Ginkgo Bioworks, Azitra, Inc., FIU and Latham BioPharm Group (LBG) have been awarded a contract by the Defense Advanced Research Projects Agency (DARPA) for up to $15 million, as part of its ReVector program.
This program aims to maintain the health of military personnel operating in regions highly affected by mosquito-borne diseases. The team plans to create a new type of mosquito repellent based on the skin microbiome.
Working together, the combined team plans to harness the human skin microbiome—the rich, diverse microbes found on the skin—to create a Live Biotherapeutic Product (LBP) that can block human chemical signals that attract mosquitoes while also repelling the insects. The resulting product is expected to have significant military, consumer, and global health applications.

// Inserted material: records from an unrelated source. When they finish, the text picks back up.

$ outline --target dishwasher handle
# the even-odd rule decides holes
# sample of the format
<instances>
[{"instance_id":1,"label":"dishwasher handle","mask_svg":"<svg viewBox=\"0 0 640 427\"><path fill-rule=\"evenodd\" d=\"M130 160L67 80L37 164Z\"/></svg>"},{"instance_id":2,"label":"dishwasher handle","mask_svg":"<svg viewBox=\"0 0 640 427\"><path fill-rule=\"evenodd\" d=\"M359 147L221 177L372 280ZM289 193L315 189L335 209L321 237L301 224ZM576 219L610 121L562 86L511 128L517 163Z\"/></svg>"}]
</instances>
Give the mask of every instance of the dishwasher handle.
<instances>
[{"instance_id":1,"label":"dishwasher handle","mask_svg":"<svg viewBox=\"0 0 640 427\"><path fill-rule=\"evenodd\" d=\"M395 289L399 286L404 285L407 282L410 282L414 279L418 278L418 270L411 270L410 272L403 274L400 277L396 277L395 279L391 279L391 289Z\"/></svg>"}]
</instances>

Mosquito-borne diseases, such as malaria and Zika virus, account for over a million deaths worldwide. The program aims to protect military personnel operating in regions highly affected by mosquito-borne diseases. Currently available mosquito repellents fail to provide long-lasting, effective protection: they require application to the skin every few hours and are impractical for use in certain military environments.
The human skin microbiome is composed of beneficial microorganisms, including bacteria, that provide protection against dermatological disease as well as contributing to improved skin health and appearance. Research shows, however, that certain microbial species within the human skin microbiome produce volatile odor-based chemical signals that attract mosquitoes.
Ginkgo Bioworks, Azitra, FIU, and LBG plan to study how mosquitoes sense humans by skin-associated volatile compounds and aim to engineer and develop a bacterial-based LBP. The goal is to create a safe product that can be easily applied to the skin and provide protection against mosquito bites for up to two weeks without reapplication.
“The ability to program living cells that are part of our natural microbiome, and thus improve our ability to fight off challenges like mosquito vectoring of disease, has enormous potential in global health. Our research in collaboration with Azitra, FIU, and LBG could be transformative to the next generation of living medicine,” said Jason Kelly co-founder and chief executive officer of Ginkgo Bioworks. “We’re doubling down on our collaboration to improve the future of human health through the power of biology.”
To support this project, Azitra will leverage its extensive scientific knowledge of the skin microbiome to develop and characterize various bacterial strains. Ginkgo Bioworks will contribute its foundries and deep expertise in bioengineering to provide strain engineering. In the initial research phase of the project, the companies will collaborate with top mosquito researcher and neurogeneticist Matthew DeGennaro of FIU’s Biomolecular Sciences Institute, who brings expertise in molecular genetics and odor attraction profile of mosquitoes as well as mosquito repellents. Throughout the project, Latham will provide program management, systems integration support and technical product development support.
“DEET has been the gold standard for mosquito repellency since the 1940s,” said DeGennaro, who is also director of FIU’s Laboratory of Tropical Genetics. “Over the past 80 years, we have learned so much more about how mosquitoes find their hosts. Now is the time for us to leverage that knowledge to break the cycle of mosquito-borne illness. I am so excited to work with Ginkgo Bioworks, Azitra, and LBG to design and deploy this next-generation repellent.”
As the program progresses, Azitra will bring its significant expertise in formulating, packaging, and making microbiome products that can safely integrate with the natural skin microbiome.
“We are extremely excited to partner with Ginkgo Bioworks, FIU, and LBG on this visionary project of engineering the skin microbiome to produce a new class of living, long-lasting, and safe mosquito repellants. Together, Azitra and Ginkgo bring the world’s best genetic engineering capabilities applied to the skin microbiome to execute this vision,” said Travis Whitfill Azitra’s co-founder and executive director of advanced technology. “We hope to address a major global healthcare burden while advancing the concept of using engineered microbes that are part of our natural microbiome to improve human health.”